The problem is I only get prediction really near zero (1,068E-12 for exemple). the reason is most words have a probability of being in class A inferior to 0.5. Even if I have words with probabilities > 0.5, theses probabilities are farther from 1 then the probabilities <0.5 are farther from 0.

So when I choose the N words with the probabilities the farthest from .05 I usually get only (or at least more) probabilities <0.5. And so the more words I use (N) the more the probability is near 0.

Is there some optimization I could implement that would help with this problem (For now I don't even remove stop words, but I plan to)?

Or is a Bayes classifier a bad choice for my problem?

Best Answer

Naive Bayes generally uses a decision rule like $$ \text{argmax}_{C_i} P(C_i)P(D|C_i), $$ which comes from the fact we can write $$ P(C_i|D) = \frac{P(C_i)P(D|C_i)}{P(D)}. $$ and drop the denominator $P(D)$ since it does not depend on the class. However, since $P(D) << 1$ (i.e. there are many possible documents), neglecting it will cause the output of your algorithm to be quite small, so this isn't necessarily indication your implementation is incorrect.
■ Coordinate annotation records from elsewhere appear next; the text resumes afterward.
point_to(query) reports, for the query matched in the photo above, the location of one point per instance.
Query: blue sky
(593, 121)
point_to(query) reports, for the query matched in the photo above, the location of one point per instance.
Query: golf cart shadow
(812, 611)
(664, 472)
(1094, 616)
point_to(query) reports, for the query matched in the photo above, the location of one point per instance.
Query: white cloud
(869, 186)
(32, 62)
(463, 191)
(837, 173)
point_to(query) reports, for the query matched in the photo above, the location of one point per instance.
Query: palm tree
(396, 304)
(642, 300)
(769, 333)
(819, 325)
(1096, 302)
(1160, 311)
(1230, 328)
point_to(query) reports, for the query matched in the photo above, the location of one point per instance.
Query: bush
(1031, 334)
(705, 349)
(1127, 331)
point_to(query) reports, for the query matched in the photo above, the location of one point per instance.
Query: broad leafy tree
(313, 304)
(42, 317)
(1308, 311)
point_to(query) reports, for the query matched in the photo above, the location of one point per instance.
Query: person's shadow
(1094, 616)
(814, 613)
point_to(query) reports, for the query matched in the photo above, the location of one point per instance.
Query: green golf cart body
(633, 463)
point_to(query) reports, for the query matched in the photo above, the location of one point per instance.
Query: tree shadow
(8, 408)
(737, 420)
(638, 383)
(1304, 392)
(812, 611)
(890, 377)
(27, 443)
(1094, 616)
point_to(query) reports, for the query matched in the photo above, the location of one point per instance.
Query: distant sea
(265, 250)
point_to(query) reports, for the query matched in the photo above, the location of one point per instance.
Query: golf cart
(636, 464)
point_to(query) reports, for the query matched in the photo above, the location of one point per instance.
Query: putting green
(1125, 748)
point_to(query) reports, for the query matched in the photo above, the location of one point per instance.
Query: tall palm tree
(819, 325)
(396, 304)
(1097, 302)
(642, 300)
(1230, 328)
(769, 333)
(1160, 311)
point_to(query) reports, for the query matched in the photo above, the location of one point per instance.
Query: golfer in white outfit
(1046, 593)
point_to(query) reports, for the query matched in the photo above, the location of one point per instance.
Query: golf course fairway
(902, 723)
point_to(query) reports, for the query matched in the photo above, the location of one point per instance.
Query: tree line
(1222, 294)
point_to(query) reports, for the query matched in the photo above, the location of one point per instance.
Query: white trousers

A practical tip: One thing you can and should do is work with sums of log probabilities rather than products of probabilities to avoid underflow errors. Rather than doing $$ P(D|C_i) = \prod_{w_j \in D} P(w_j|C_i), $$ do $$ \log P(D|C_i) = \sum_{w_j \in D} \log P(w_j|C_i). $$ You'll also need to deal with unseen words as well since zero probabilities will give you problems.